Star Quest is a science fiction board game published by Operational Studies Group (OSG) in 1979.

==Description==
Star Quest is a game of space combat for 2–6 players. Each player represents an interstellar trading house that has sent a spaceship to a newly discovered star system in order to destroy all other ships and take control of the system.

===Components===
The plastic bag holds:
- 11" x 17" paper hex grid map of the star system
- 100 die-cut counters
- plot sheet (to be photocopied — each player requires a clean plot sheet for each game)
- 4-page rulebook

===Gameplay===
====Movement====
The game starts as ships hyperjump into the star system, ending at a random location. The initial hyperjump is quite risky — if the player rolls a 6 on a six-sided die, the ship is destroyed and the player is out of the game. If a ship is moved by hyperjump later in the game (moving again to a random location), there is no chance of destruction.

Using "normal" movement, ships travel in a straight line, with momentum from the previous turn carried over to the next turn. The gravitational effects of the star are felt at close range.

====Combat====
The ships fight by firing missiles at one another; each ship can control up to six missiles at a time. If a missile and a ship intersect, the missile is deemed to have exploded and destroyed the ship. Both are removed from the game.

===Victory conditions===
The last player to survive is the winner.

==Publication history==
In 1977, Cinematronics released a shooter video game titled Space Wars that pitted two players against each other, flying spaceships around a sun, firing missiles, and using hyperjump to move to a random location on the screen. It became the 4th highest grossing arcade game of 1978 in the United States. The following year, Ed Curran and Tom Walcyk designed a microgame based on Space Wars titled Star Quest, which was released by OSG packaged in a plastic bag.

==Reception==
In Issue 33 of The Space Gamer, Robert D. Buskirk found the rules "very clear", and liked that it was a very fast game. However, he didn't like the components, finding the hex numbers on the map hard to read, and the light blue and dark blue counters too similar. However, he did note that for a small and short game, "Play can become very tense, and with two players, it often has the flavor of a duel." He thought that although the rules were clear, learning them and how to pre-plan several turns in advance required experience. He concluded by giving the game a below average score of 5 out of 10, although he admitted, "After you learn it, Starquest can give you a challenging, fast game, even with its problems."

In the inaugural issue of Ares Magazine, Steve List thought this was a reasonable game for its size and price, commenting "As a space combat game, it is morer realistic than most, in that it almost obeys the laws of physics." He also noted that the game required players to both "plan ahead and react quickly." He concluded by giving it a below average score of 5 out of 9, saying, "If one ignores the rationale (the game is based on a coin-operated game), and the minor inconvenience of photocopying the plot sheets, it is a serviceable little game."
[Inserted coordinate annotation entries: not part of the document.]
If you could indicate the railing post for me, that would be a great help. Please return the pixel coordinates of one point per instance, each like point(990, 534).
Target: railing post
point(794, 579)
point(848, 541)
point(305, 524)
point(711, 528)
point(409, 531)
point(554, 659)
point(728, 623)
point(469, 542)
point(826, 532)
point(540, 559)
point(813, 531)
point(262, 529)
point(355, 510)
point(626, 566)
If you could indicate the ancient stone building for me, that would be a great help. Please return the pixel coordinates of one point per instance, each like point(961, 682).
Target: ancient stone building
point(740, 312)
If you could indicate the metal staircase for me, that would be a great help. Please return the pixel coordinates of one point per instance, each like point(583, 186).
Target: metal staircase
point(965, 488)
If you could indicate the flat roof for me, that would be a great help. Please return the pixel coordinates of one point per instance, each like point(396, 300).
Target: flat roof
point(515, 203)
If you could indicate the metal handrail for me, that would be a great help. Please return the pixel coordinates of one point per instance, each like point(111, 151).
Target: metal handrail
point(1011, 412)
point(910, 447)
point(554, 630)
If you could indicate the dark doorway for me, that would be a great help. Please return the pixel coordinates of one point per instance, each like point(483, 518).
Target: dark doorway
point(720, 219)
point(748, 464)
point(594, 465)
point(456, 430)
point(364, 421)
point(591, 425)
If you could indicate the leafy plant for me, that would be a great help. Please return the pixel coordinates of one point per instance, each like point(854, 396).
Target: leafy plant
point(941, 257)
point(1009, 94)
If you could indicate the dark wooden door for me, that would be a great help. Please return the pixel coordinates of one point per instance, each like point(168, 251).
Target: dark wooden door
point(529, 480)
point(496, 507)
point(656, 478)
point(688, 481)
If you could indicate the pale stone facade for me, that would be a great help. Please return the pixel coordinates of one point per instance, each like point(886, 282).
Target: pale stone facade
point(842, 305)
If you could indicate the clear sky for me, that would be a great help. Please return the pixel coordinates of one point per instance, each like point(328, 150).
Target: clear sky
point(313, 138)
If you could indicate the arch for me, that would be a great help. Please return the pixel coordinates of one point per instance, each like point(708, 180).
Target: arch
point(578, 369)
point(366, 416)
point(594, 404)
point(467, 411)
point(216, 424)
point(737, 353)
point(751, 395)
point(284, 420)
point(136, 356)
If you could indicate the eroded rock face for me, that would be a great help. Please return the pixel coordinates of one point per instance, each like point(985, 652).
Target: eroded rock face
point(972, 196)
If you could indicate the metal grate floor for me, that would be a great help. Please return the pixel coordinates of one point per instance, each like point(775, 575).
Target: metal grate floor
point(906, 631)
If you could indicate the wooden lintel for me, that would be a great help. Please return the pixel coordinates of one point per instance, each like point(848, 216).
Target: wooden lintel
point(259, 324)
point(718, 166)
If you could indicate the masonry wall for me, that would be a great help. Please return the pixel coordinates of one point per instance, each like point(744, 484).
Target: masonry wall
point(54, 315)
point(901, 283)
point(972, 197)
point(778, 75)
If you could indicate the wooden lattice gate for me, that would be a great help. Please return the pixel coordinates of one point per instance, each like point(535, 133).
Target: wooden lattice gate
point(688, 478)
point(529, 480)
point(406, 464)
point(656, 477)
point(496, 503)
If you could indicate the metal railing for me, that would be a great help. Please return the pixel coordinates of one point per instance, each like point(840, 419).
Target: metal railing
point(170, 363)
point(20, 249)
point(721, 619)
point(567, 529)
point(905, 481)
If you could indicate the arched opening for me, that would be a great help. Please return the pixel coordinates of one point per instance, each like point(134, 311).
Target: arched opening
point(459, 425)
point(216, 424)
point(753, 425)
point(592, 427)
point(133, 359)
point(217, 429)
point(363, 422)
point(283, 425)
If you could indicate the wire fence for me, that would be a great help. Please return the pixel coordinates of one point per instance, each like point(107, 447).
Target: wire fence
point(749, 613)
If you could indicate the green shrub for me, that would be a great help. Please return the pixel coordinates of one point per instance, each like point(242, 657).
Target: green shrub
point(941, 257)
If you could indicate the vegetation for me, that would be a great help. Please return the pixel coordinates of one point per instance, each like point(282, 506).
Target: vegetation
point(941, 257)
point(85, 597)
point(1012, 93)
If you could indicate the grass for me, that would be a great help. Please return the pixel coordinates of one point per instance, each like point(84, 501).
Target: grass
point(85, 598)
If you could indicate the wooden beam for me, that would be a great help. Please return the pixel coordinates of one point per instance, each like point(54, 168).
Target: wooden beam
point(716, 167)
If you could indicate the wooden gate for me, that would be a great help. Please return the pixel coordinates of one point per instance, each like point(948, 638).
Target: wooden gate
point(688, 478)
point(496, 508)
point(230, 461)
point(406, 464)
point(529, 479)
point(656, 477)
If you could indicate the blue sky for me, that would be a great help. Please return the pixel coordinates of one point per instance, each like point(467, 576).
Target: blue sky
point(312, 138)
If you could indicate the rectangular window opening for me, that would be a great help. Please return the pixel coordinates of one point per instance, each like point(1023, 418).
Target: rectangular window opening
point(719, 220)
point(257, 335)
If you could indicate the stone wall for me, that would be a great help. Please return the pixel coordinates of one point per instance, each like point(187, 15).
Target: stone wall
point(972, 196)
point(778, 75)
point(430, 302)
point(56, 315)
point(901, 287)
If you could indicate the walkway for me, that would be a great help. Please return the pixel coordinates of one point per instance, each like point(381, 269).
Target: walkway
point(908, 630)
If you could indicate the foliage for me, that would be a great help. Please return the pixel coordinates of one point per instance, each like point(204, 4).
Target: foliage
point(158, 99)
In the October 1980 issue of Fantastic, game designer Greg Costikyan wrote "Ships fight by firing missiles at each other. They may use 'hyperspace' movement, in which case their new position on the board is determined randomly — if this is beginning to sound like a noted video space game, there's no coincidence. Star Quest is the Space Wars video game, put in boardgame format; the differences are rather minimal. Save your $4; 16 quarters will get you a good number of minutes on the Space Wars machine at your local pinball parlor, and your time will be better spent."